Sunday, December 07, 2014

Cultivate Patience

Writing’s not a career for the faint-hearted or those seeking instant gratification.

So much of a writer’s life is spent waiting—waiting for words to come, stories to appear, the next critique group to meet, the response to a manuscript or contract from an editor or agent.

Waiting can transform your writing life into a daunting succession of days filled with agony, self-doubt, and frustration.

But if you're able to take a different perspective, waiting can give you much-needed breathing room from the unrelenting routine (and often confusion) of your work-in-progress.

Perhaps you’ve noticed as you plow through draft after draft that you've grown closer to your characters and more deeply enmeshed in the plot.

Perhaps you’ve noticed, too, you've grown so close that sometimes you can lose sight of where the story is going, or you can no longer understand the underlying motivations for the way your characters are behaving or the reasons for that last plot twist.

Waiting can give you the space and distance that you need to see your work anew.

While you’re waiting, you might decide to doodle in your notebook with a new pen and unexpectedly stumble over a new idea that will let you take your work-in-progress in a new direction, or you might discover a new project altogether.
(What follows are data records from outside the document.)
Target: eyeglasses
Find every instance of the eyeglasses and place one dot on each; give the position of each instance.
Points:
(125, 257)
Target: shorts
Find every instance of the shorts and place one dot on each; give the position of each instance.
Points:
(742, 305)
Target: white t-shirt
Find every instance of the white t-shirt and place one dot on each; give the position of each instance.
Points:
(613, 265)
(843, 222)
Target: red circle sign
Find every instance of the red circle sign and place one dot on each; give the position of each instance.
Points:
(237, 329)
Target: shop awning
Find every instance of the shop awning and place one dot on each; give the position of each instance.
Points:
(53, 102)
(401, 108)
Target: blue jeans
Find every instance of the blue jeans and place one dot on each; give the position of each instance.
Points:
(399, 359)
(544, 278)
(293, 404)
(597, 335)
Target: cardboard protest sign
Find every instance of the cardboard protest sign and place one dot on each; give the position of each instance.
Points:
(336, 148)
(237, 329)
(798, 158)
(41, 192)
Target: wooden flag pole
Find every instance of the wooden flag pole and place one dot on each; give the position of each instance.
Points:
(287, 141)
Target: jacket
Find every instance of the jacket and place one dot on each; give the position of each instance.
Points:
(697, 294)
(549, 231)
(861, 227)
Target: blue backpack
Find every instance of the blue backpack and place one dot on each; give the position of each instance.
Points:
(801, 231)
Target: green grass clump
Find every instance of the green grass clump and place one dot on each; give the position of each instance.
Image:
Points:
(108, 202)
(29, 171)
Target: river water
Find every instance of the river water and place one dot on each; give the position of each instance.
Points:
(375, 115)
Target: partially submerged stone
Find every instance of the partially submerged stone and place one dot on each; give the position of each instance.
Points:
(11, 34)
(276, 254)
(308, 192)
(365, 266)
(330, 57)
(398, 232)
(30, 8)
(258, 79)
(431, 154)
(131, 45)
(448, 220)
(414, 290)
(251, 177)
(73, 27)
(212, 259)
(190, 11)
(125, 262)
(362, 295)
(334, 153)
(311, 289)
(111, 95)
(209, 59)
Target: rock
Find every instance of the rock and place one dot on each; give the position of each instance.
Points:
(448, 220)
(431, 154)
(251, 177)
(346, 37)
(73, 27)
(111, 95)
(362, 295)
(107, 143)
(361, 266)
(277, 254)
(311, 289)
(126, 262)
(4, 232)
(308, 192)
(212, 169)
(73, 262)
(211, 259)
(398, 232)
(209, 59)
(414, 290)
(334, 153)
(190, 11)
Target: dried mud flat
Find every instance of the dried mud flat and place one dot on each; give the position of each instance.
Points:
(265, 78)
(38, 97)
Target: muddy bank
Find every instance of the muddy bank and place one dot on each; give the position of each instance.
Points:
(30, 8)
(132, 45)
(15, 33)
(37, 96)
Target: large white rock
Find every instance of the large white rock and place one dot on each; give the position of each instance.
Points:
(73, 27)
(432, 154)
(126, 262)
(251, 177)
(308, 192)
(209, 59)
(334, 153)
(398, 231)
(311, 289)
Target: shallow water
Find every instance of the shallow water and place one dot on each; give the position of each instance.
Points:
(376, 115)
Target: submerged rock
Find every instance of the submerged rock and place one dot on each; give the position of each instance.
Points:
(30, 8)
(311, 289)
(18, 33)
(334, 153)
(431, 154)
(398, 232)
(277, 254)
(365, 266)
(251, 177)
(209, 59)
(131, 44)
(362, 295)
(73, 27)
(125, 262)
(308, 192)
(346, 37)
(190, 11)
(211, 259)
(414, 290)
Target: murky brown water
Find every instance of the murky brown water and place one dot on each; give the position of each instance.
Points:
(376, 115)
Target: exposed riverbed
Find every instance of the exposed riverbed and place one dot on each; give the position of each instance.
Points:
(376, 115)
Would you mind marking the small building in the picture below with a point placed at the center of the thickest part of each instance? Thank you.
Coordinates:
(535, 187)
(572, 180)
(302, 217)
While you’re waiting, you might take a break from writing and go outside to shovel snow off the sidewalk, or mow the lawn (if you live in Florida), or putter with plants or paint brushes or a new computer program, or bake a chocolate chip banana bread, or experiment with a new recipe for black bean burgers—anything to give your mind a chance to rest, to free yourself from the tyranny of waiting.

For most of us writing is, as E.B. White wrote, “laborious and slow.”

White reminds us that “The mind travels faster than the pen; consequently, writing becomes a question of learning to make occasional wing shots, bringing down the bird of thought as it flashes by.”

Writing is a waiting game, and, as writers, it’s our job to wait for the next thought or idea to flash across the screen of our imagination.

“A writer is a gunner,” wrote White, “sometimes waiting in his blind for something to come in…”

But sometimes we can go after ideas and seek out stories instead of waiting for them to appear.

In White’s words, we can roam “the countryside hoping to scare something up.”

Of course, it helps to remember, whether you’re waiting for ideas or scouring the countryside in search of them, stories aren’t written overnight.

It helps, too, to remember the wisdom of E.B. White, and to remind yourself of his advice that a writer “must cultivate patience; he may have to work many covers to bring down one partridge.”